Every generation of synthetic chemists, from advanced undergrads to veteran industry hands, looks for that perfect blend of power and controllability from their toolkits. With PhNTf2, the innovation comes from balancing these needs—not just doing more with less, but doing it more reliably, safely, and with clarity of purpose. Products like this remind us that small structural changes can ripple out into major operational and performance advantages.

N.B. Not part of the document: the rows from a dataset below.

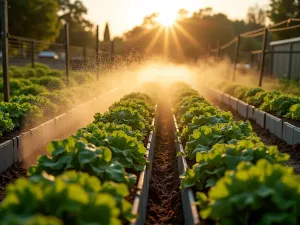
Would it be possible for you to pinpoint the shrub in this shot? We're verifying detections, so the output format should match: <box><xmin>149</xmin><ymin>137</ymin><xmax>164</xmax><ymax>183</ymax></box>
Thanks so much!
<box><xmin>197</xmin><ymin>160</ymin><xmax>300</xmax><ymax>225</ymax></box>
<box><xmin>16</xmin><ymin>84</ymin><xmax>48</xmax><ymax>96</ymax></box>
<box><xmin>36</xmin><ymin>76</ymin><xmax>66</xmax><ymax>91</ymax></box>
<box><xmin>0</xmin><ymin>111</ymin><xmax>14</xmax><ymax>136</ymax></box>
<box><xmin>287</xmin><ymin>104</ymin><xmax>300</xmax><ymax>120</ymax></box>
<box><xmin>41</xmin><ymin>91</ymin><xmax>72</xmax><ymax>112</ymax></box>
<box><xmin>0</xmin><ymin>102</ymin><xmax>43</xmax><ymax>129</ymax></box>
<box><xmin>11</xmin><ymin>95</ymin><xmax>58</xmax><ymax>117</ymax></box>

Google’s E-E-A-T framework rightly pushes for expert voices grounded in firsthand experience. Trust carries no shortcuts in chemistry; it grows from each run, each result, each improvement logged and shared. In my own work, both small and large teams reaped real, meaningful benefits by bringing N-Phenylbis(Trifluoromethanesulfonimide) into regular use: cleaner reactions, clearer decision points, and tighter, more dependable outcomes. The future stays open to refinement, grounded in a legacy of solid, reproducible performance.
For labs pushing the boundaries of drug design, materials science, or process innovation, PhNTf2 stands out as a workhorse reagent—non-flashy, always up for the hard jobs, reliably shaping new ideas into working results. That makes it more than just another bottle on the shelf; it becomes a cornerstone of inventive chemistry, earned through real trials, real wins, and credible sharing of experience.